Başyazı / İlim Her Müslümana Farzdır

İnsanı kadın ve erkek olarak yaratan Allah, onları ilahi emirlere eşit düzeyde muhatap kılmıştır. Hz. Peygamber de kadın erkek ayırt etmeksizin bütün muhataplarına eşit davranmıştır. Nitekim bir sahabe hanımın Rasulullah’a gelip “Ya Rasulullah! Senin sohbetinden hep erkekler faydalanıyor”şeklindeki serzenişi hanımlara özgü bir eğitim programına vesile olmuştur. Hanımların ortak arzusunu dile getiren bu hanım sahabe Rasulullah’ın kendilerine özel olarak zaman ayırmasını rica etmiş ve “Bize bir gününü ayırsan da o gün sana gelsek ve bize Allah’ın öğrettiğinden öğretsen” demişti. Hanımların bu öğrenme istek ve talebine hak veren Hz. Peygamber önceden gününü ve yerini belirlemek suretiyle toplanmalarını söylemiş ve kararlaştırılan zamanlarda onlarla bir araya gelmiştir.

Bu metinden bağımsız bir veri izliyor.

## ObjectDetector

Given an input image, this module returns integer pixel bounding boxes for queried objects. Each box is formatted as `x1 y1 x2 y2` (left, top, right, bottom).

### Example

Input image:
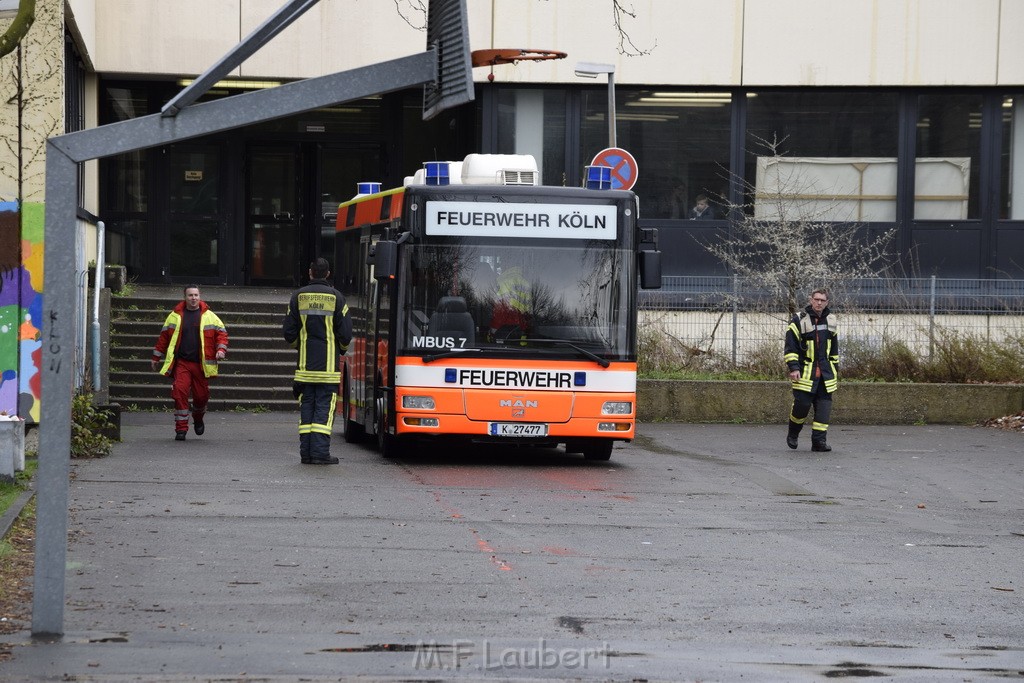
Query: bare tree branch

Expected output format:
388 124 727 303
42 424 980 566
611 0 657 57
0 0 36 57
394 0 427 31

Çünkü Kuran’da buyrulduğuna göre, kadınlar da erkekler ile birlikte Allah’ın elçisinin hükümlerinin muhatabı idiler ve kendilerinden ne istenip ne istenmediğini bilmek zorunda idiler. Zira sonuçta öğrendiklerini uygulayacaklar ve bu sayede, “Erkek olsun kadın olsun her kim mümin olarak iyi işler yaparsa, işte onlar cennete girerler ve zerre kadar haksızlığa uğratılmazlar.” (Nisa 124) müjdesine nail olacaklardı. O halde eğitimlerinin ihmal edilmesi söz konusu bile olamazdı. Ayrıca gelecek nesillerin eğitimi için bu nesilleri yetiştirecek olan kadınların eğitimi özel bir önem taşıyordu.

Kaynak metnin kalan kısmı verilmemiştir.